Created by Linden Lab in San Francisco, Second Life is the closest thing to a parallel universe existing on the Internet.

Akin to the original city-building game SimCity, Second Life is a virtual, three-dimensional world where users create and dress up characters, buy property and interact with other players.

More than 900,000 users have signed up to build homes, form neighbourhoods and live out alternative versions of their lives in the 3D, computer-generated world.

Players spend around US$350,000 a day on average, or a rate of $13 million a year.

Usage is growing in rapid double-digit terms each month.
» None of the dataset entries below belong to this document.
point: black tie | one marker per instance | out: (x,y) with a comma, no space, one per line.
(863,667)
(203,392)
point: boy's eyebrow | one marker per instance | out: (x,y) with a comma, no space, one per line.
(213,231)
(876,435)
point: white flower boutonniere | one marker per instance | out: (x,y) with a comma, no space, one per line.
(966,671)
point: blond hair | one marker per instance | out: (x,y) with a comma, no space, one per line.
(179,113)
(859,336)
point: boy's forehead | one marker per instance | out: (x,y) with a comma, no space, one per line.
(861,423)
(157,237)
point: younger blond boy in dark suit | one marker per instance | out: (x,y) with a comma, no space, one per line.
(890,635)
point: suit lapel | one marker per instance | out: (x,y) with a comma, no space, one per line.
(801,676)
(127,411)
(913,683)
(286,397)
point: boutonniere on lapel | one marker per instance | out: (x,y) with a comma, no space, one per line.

Players buy and sell goods and services using a virtual currency, known as Linden Dollars.

An online marketplace allows users to convert the currency into real US dollars, enabling users to earn real money from their activities.

Adam Pasick, a Reuters' media correspondent based in London, will serve as the news organization's first virtual bureau chief, using a personal avatar, or animated character, called "Adam Reuters," in keeping with the game's naming system.

"As strange as it might seem, it's not that different from being a reporter in the real world," Pasick said.

"Once you get used to it - it becomes very much like the job I have been doing for years." Car maker Toyota, music label Sony BMG, computer maker Sun Microsystems, and technology news company Cnet are among the companies taking part in Second Life.

Adidas and American Apparel sell clothes and accessories for people to dress their avatars.

Starwood Hotels has built a virtual version of "aloft," a new hotel chain it plans to open in the real world in 2008.

Reuters will have journalists reporting and writing financial and cultural stories within and about Second Life as part of the London-based company's strategy to reach new audiences with the latest digital technologies.

"In Second Life, we're making Reuters part of a new generation," Reuters Chief Executive Tom Glocer said in a statement.

"We're playing an active role in this community by bringing the outside world into Second Life and vice versa."

Second Life citizens can stay tuned to the latest headlines by using a feature called the Reuters News Center, a mobile device that users can carry inside the virtual environment.

Stories will focus on both the fast-growing economy and culture of Second Life and also include links to Reuters news feeds from the outside world, ranging from Baghdad to Wall Street.

Pasick said Reuters was not bending any editorial rules to operate in a world that blends fiction with reality.

"Being unbiased, being accurate, being fast, all the things that Reuters strives for, they hold true in just about any environment in which you would want to report the news," he said.

Residents of Second Life who read a Reuters story that interests them can, with the click of a button, go to a community centre called Reuters Atrium to meet others to discuss the latest events in both the real and virtual worlds.